According to the article, Cornatzer's "study" resulted in 4,000 to 5,000 pounds of donated venison being discarded in North Dakota. Venison that was slated to go to needy families. If I shoot a deer and discard the meat to rot, I would be charged with a crime. Dr. Cornatzer's politically motivated shenanigans resulted in the meat from many deer being discarded, to say nothing of the fact that the needy families who would have gotten the meat were essentially robbed of a high-protein food source.

Beagle-zebub
May 17, 2008, 08:39 PM
If that craptastic science was real you figure the vultures would have been extripated from the east following the Civil War and its giant lead tainted feast.
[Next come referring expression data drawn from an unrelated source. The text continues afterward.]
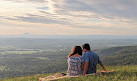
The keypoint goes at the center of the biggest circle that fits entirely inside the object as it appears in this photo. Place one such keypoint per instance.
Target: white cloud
(90, 14)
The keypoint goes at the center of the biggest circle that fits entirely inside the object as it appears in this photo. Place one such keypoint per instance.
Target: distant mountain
(28, 35)
(126, 55)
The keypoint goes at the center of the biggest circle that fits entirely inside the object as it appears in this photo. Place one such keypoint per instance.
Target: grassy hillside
(16, 65)
(122, 73)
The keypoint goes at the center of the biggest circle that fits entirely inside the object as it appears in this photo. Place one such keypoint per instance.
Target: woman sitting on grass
(75, 60)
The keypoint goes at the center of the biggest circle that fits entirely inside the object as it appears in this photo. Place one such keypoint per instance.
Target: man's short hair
(86, 46)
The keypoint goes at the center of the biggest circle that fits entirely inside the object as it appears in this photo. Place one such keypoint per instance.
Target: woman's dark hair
(75, 50)
(86, 46)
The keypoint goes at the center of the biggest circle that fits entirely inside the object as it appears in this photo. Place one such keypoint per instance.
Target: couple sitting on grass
(78, 64)
(82, 64)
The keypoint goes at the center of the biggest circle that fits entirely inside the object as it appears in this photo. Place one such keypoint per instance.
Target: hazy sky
(68, 17)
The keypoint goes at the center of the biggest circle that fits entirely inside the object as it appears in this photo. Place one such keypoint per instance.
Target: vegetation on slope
(122, 73)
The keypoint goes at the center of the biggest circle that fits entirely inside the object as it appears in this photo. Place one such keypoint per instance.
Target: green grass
(2, 68)
(122, 73)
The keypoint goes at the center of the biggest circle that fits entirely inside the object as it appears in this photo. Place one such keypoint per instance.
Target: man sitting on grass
(91, 60)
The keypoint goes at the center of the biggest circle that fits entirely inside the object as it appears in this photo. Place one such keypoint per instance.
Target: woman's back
(75, 66)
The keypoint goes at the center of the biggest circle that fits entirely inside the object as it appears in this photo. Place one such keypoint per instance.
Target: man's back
(93, 60)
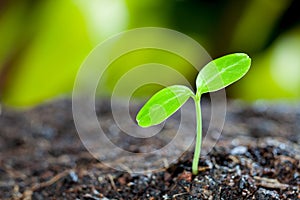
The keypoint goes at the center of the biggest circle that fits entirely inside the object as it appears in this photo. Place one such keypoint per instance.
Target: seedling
(214, 76)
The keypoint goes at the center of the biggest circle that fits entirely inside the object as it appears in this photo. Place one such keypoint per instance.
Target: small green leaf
(222, 72)
(162, 105)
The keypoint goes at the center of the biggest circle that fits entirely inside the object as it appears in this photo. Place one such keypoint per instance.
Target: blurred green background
(43, 43)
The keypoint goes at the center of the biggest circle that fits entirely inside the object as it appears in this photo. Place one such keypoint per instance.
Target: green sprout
(214, 76)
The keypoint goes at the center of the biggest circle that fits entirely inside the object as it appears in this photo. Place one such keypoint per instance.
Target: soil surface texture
(257, 156)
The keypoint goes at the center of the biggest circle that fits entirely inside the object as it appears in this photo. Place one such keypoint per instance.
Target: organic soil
(256, 157)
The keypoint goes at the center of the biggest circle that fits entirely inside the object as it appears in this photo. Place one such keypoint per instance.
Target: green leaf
(163, 104)
(222, 72)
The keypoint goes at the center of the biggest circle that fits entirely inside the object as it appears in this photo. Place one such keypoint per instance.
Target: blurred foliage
(43, 43)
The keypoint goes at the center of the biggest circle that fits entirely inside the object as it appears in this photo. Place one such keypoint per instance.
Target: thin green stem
(198, 136)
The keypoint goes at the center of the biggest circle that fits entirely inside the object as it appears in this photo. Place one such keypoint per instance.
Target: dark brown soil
(257, 157)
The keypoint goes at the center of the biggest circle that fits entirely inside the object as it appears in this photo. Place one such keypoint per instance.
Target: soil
(256, 157)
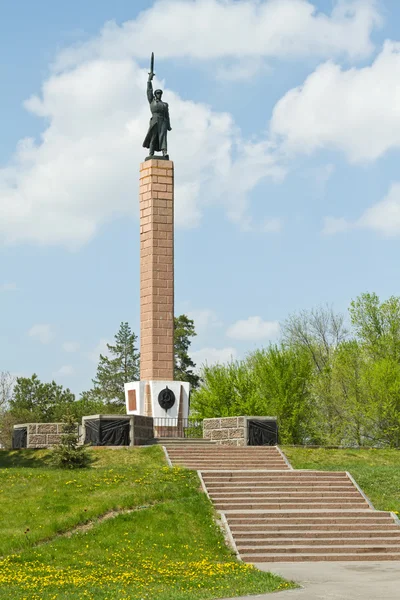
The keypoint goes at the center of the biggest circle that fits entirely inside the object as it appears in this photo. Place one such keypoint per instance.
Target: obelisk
(156, 193)
(157, 394)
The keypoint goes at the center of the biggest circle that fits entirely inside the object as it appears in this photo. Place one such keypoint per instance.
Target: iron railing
(166, 427)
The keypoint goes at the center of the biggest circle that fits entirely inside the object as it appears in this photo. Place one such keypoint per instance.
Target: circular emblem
(166, 398)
That's an interesting point, but I think an even better example would be the buffalo extermination of the post-war period. They put countless tons of lead into those animals, and then left the skinned carcasses in the field for whatever came along. That was softer, unjacketed lead use, too, and in big 405gr. projectiles.

But yeah, I'd rather starve than eat meat that has a negligible chance of giving me non-lethal poisoning.

The real kicker to all this is that food companies recently had a dramatic decline in the number of damaged cans they produce, translating into historic shortages at these same food shelves.

Frog48
May 18, 2008, 11:32 AM
I'd rather be fat and happy with minimal odds of lead poisoning than dying of hunger.

FullOfBier
June 7, 2008, 04:27 PM
Channel 9 in Minnesota actually said the lead contamination was the result of "buckshot". Idiots obviously do not know the law.

If anyone has a concern take up bow hunting.